Não é preciso ser especialista para trabalhar com atividades científicas na escola
primária. O trabalho experimental de investigação pode ser simples e o
conhecimento colocado em prática acessível. O professor pode estimular e participar
do prazer e da curiosidade dos alunos e favorecer a exploração racional do mundo
que os cerca e que pode ser expressa por palavras, por imagens e por argumentos. O
universo das ciências, no qual atuam os cientistas cuja profissão é a descoberta e os
engenheiros que criam novos objetos ou produtos, está realmente ao alcance dos
professores polivalentes da escola e de seus alunos (ACADEMIA BRASILEIRA
DE CIÊNCIAS, 2005).
Nessa perspectiva, a educação científica escolar se constitui como um objetivo social
prioritário, pois em um mundo repleto de produtos que surgiram a partir das indagações
científicas, a educação científica converte-se em uma necessidade praticamente obrigatória
para todos os cidadãos. Todas as pessoas necessitam utilizar informações científicas para
realizar determinadas ações diárias, todas as pessoas necessitam desenvolver a capacidade de
participar e opinar em assuntos relacionados à aplicação das descobertas científicas, portanto,
mostra-se consensual a importância de se estabelecer uma analogia entre a alfabetização
básica e a educação científica e tecnológica (FOUREZ, 1997).

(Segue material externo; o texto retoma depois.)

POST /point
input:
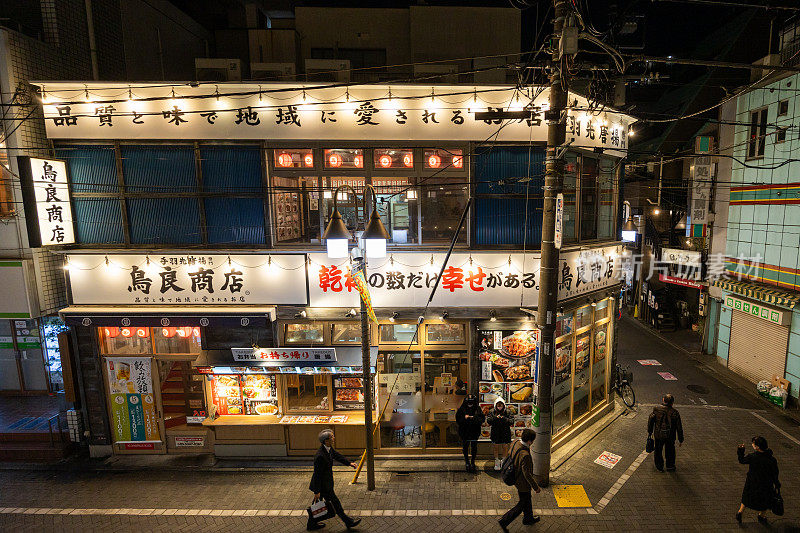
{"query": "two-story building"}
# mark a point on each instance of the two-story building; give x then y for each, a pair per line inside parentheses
(204, 304)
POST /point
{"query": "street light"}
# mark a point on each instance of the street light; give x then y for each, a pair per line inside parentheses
(337, 236)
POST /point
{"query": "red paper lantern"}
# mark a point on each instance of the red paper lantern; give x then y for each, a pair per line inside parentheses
(285, 160)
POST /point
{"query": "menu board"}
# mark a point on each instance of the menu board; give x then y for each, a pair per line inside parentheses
(348, 394)
(520, 399)
(508, 355)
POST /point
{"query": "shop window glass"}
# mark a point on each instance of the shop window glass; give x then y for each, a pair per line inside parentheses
(589, 171)
(304, 333)
(439, 158)
(446, 333)
(123, 341)
(398, 333)
(307, 392)
(185, 339)
(344, 158)
(346, 333)
(570, 198)
(391, 158)
(599, 365)
(562, 385)
(294, 158)
(398, 213)
(442, 203)
(583, 317)
(605, 215)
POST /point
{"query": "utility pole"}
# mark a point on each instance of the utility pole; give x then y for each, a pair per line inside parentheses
(548, 271)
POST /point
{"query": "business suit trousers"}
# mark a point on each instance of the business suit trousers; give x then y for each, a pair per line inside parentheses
(668, 447)
(524, 507)
(335, 508)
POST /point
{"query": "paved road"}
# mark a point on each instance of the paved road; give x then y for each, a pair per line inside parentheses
(702, 495)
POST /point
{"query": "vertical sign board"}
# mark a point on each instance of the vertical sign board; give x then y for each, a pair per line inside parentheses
(47, 193)
(133, 410)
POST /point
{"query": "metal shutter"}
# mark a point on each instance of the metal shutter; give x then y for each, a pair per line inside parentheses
(757, 348)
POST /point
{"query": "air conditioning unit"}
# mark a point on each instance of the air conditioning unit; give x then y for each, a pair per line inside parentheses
(272, 71)
(328, 69)
(214, 69)
(444, 72)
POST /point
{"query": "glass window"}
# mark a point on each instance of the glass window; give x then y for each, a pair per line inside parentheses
(307, 392)
(443, 202)
(122, 341)
(344, 158)
(439, 158)
(397, 212)
(171, 340)
(294, 158)
(589, 171)
(346, 333)
(388, 158)
(398, 333)
(304, 333)
(605, 217)
(446, 333)
(570, 183)
(583, 317)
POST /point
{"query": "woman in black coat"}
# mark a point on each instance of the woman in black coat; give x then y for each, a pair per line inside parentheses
(500, 422)
(469, 418)
(762, 479)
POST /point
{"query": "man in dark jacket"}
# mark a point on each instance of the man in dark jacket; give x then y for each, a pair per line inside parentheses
(523, 468)
(665, 425)
(322, 481)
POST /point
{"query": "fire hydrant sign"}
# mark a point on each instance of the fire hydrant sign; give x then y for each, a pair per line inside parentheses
(608, 459)
(133, 409)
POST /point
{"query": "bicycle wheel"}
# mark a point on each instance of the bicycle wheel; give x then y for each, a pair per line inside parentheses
(627, 394)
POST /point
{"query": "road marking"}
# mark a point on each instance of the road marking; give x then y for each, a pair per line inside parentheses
(779, 430)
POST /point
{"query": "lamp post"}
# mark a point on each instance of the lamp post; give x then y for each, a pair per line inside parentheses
(337, 239)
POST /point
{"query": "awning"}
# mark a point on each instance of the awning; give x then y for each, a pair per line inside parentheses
(759, 292)
(231, 316)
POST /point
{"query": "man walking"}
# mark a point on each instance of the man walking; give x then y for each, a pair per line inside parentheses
(664, 425)
(523, 468)
(322, 482)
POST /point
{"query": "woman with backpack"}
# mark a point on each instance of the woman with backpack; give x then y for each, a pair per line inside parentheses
(500, 422)
(762, 479)
(469, 418)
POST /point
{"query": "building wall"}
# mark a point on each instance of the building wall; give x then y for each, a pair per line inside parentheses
(763, 221)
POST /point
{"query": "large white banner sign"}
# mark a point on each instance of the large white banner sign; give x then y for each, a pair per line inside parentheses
(469, 280)
(188, 279)
(309, 111)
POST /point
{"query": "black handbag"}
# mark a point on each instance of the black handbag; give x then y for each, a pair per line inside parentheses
(777, 502)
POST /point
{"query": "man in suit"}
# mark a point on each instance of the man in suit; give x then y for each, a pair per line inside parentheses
(322, 481)
(523, 468)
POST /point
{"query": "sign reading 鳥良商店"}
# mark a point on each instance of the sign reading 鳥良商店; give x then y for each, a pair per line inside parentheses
(308, 111)
(53, 208)
(480, 279)
(191, 279)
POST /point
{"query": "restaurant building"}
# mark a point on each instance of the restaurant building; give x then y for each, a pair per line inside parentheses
(203, 303)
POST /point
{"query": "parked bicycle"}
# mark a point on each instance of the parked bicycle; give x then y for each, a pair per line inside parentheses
(623, 378)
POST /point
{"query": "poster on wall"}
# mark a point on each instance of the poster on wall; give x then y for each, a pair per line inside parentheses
(133, 410)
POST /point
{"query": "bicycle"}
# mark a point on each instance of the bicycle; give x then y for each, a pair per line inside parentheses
(622, 384)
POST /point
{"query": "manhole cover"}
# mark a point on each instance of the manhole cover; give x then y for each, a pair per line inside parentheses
(463, 477)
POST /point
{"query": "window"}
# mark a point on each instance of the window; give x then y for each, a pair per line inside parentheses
(758, 133)
(589, 175)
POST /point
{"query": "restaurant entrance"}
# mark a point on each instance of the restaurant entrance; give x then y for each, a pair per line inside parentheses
(422, 382)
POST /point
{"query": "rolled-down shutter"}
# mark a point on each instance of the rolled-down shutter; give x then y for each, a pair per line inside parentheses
(757, 348)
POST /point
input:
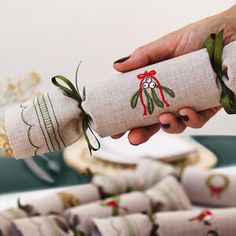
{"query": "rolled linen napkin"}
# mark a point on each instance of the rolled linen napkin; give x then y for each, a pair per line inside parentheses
(168, 195)
(58, 202)
(220, 222)
(149, 172)
(53, 121)
(6, 218)
(49, 225)
(118, 183)
(80, 218)
(130, 225)
(209, 187)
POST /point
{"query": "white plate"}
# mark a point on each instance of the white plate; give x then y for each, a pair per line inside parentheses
(160, 146)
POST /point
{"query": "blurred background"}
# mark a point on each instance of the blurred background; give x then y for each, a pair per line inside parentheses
(51, 37)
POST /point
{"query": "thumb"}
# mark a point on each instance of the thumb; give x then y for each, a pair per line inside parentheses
(158, 50)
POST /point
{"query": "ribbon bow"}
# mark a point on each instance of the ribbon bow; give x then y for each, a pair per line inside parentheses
(73, 92)
(214, 45)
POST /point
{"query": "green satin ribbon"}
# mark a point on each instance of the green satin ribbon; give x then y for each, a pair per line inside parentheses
(214, 45)
(73, 92)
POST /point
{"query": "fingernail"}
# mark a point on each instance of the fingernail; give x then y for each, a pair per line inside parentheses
(133, 144)
(185, 118)
(165, 126)
(122, 59)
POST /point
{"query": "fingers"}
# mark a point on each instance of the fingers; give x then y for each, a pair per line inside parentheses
(117, 136)
(195, 119)
(171, 124)
(141, 135)
(156, 51)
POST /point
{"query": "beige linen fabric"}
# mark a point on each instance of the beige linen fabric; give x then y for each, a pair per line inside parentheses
(6, 218)
(209, 187)
(49, 225)
(149, 172)
(130, 225)
(168, 195)
(220, 222)
(81, 217)
(38, 126)
(118, 183)
(58, 202)
(47, 123)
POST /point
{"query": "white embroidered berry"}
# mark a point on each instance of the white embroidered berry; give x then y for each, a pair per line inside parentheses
(145, 85)
(148, 80)
(152, 85)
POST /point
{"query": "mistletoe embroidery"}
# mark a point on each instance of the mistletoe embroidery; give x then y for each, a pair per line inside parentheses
(217, 183)
(114, 203)
(148, 81)
(206, 217)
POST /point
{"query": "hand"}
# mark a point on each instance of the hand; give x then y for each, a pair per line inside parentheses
(185, 40)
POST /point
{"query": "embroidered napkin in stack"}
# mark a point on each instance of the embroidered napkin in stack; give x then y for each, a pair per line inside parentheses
(185, 223)
(58, 202)
(80, 217)
(150, 172)
(53, 121)
(6, 218)
(168, 195)
(205, 222)
(49, 225)
(130, 225)
(209, 187)
(117, 183)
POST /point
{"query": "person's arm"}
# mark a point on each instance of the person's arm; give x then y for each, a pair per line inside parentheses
(185, 40)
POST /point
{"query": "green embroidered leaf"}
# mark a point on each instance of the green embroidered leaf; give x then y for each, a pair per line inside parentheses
(168, 91)
(150, 104)
(134, 99)
(156, 100)
(115, 211)
(212, 233)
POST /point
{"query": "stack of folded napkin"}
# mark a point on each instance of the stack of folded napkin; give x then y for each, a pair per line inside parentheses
(138, 202)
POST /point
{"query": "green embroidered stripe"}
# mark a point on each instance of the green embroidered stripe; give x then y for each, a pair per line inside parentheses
(118, 231)
(48, 122)
(29, 129)
(37, 225)
(116, 186)
(54, 114)
(41, 127)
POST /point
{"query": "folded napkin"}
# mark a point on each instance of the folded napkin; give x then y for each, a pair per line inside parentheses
(209, 187)
(53, 121)
(149, 172)
(168, 195)
(81, 217)
(49, 225)
(6, 218)
(58, 202)
(130, 225)
(220, 222)
(118, 183)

1.1 O ambiente da pesquisa e processo de investigação

A pesquisa de investigação foi realizada no dia 10 de novembro de 2020 com um


grupo de 35 licenciandos do último semestre do curso de Licenciatura Plena em Pedagogia de
uma instituição privada localizada no município de Santana de Parnaíba, estado de São Paulo,
Brasil. Os graduandos em formação, que já haviam cursado a disciplina “Metodologia do
Ensino de Ciências” cuja carga horária foi de 72 horas, foram convidados a responder um
formulário de coleta de informações por meio do Google Forms constituído por oito
perguntas:

Gráfico 1 – Fonte: autoria do próprio autor

Diante da escolha massiva em prol das Ciências Humanas e Sociais em detrimento das
Ciências da Natureza e Matemática assinalada pelos profissionais que atuarão futuramente
como professores nas séries iniciais do ensino básico, como demonstrado no gráfico 1, a
situação é preocupante e embasa a necessidade de se investigar melhor as origens dessa
insegurança que a formação inicial demonstrou-se falha em sanar.
Desde a Conferência Mundial sobre Ciência para o Século XXI, organizada pela
Organização das Nações Unidas para a Educação, a Ciência e a Cultura (UNESCO), cuja
declaração final estabelece que um país somente estará em condições de satisfazer as
necessidades fundamentais da sua população quando o ensino das ciências e da tecnologia for
um imperativo estratégico prioritário e:

Como parte dessa educação científica e tecnológicas, os estudantes deveriam


aprender a resolver problemas concretos e a satisfazer as necessidades da sociedade,
utilizando as suas competências e conhecimentos científicos e tecnológicos [...]
Hoje, mais do que nunca, é necessário fomentar e difundir a alfabetização científica
em todas as culturas e em todos os setores da sociedade, [...] a fim de melhorar a
participação dos cidadãos na tomada de decisões relativas à aplicação dos novos
conhecimentos (CACHAPUZ ET AL, 2005 p. 20).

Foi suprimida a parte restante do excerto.